A former chief executive of a specialist recruitment agency for the deaf has appeared in court accused of claiming expenses of over £200,000 for false sign language services.
The allegations against Stephen Dering, along with a group of six other people, concern a conspiracy to defraud the Department of Work and Pensions (DWP).
Magistrates in Croydon were told the offences relate to the Access to Work scheme, a scheme aimed at disabled people to help them stay in work, start their own business or find employment.
Mr Dering was the chief executive of Dering Employment Services until it dissolved in 2010.
The prosecution’s case is that Dering – who is profoundly deaf – and others claimed expenses from the DWP when an interpreter was not used or, if they were, over claimed on the actual expense of the interpreter.
The magistrate heard that £1 million of Access to Work grants were paid through Mr Dering’s companies.

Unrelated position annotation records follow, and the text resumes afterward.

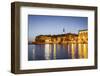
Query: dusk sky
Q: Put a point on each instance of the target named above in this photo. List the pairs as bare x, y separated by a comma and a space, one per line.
46, 25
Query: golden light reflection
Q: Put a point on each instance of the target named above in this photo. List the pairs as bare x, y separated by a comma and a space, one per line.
47, 51
73, 51
83, 50
80, 50
54, 53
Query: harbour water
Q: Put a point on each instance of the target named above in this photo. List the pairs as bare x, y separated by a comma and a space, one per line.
57, 51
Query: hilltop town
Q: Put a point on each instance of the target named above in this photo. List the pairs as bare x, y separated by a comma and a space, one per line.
81, 37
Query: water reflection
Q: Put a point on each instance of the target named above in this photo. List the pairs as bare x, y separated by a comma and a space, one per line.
57, 51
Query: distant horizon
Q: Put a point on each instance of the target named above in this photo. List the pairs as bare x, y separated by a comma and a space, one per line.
54, 25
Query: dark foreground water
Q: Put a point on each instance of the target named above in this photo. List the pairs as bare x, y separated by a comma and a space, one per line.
57, 51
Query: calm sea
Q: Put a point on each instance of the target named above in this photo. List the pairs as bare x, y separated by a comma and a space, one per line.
57, 51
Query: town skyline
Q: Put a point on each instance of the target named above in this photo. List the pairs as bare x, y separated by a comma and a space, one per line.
53, 25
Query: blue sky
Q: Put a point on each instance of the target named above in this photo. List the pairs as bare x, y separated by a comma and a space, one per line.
44, 25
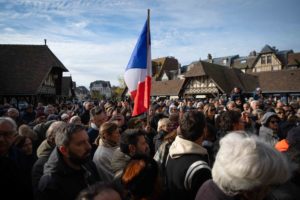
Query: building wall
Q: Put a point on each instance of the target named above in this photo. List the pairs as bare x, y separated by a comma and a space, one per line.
267, 62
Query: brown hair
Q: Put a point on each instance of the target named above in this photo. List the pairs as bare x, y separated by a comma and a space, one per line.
106, 128
141, 178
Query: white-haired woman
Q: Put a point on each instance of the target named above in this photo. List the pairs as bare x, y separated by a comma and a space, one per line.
244, 168
163, 128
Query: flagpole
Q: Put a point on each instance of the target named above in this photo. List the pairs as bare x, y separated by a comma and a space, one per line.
148, 27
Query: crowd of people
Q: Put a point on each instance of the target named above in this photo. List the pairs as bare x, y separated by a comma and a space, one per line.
235, 148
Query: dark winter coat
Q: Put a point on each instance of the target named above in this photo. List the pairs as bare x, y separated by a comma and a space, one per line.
63, 182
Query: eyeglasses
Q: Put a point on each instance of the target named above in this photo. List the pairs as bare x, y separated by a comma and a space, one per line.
7, 133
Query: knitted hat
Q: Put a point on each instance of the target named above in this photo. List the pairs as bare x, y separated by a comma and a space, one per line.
293, 135
267, 116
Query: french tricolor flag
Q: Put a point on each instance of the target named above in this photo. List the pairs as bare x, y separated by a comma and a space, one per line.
138, 72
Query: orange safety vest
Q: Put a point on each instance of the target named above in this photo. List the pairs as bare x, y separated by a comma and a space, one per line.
282, 145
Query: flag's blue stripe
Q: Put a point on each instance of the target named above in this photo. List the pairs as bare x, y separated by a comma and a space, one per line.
138, 58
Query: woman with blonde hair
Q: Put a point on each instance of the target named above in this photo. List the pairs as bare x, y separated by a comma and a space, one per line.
107, 141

The prosecution alleges that in excess of £200,000 worth of claims were fraudulent.
Dering is charged with two counts of conspiracy to defraud by making false claims over a year from August 2009 to September 2010. None of the defendants entered a plea to any of the charges. They were given unconditional bail and told to attend Croydon Crown Court on September 24 for a preliminary hearing.
In 2008, a Government minister praised the recruitment agency for helping disabled people back into work.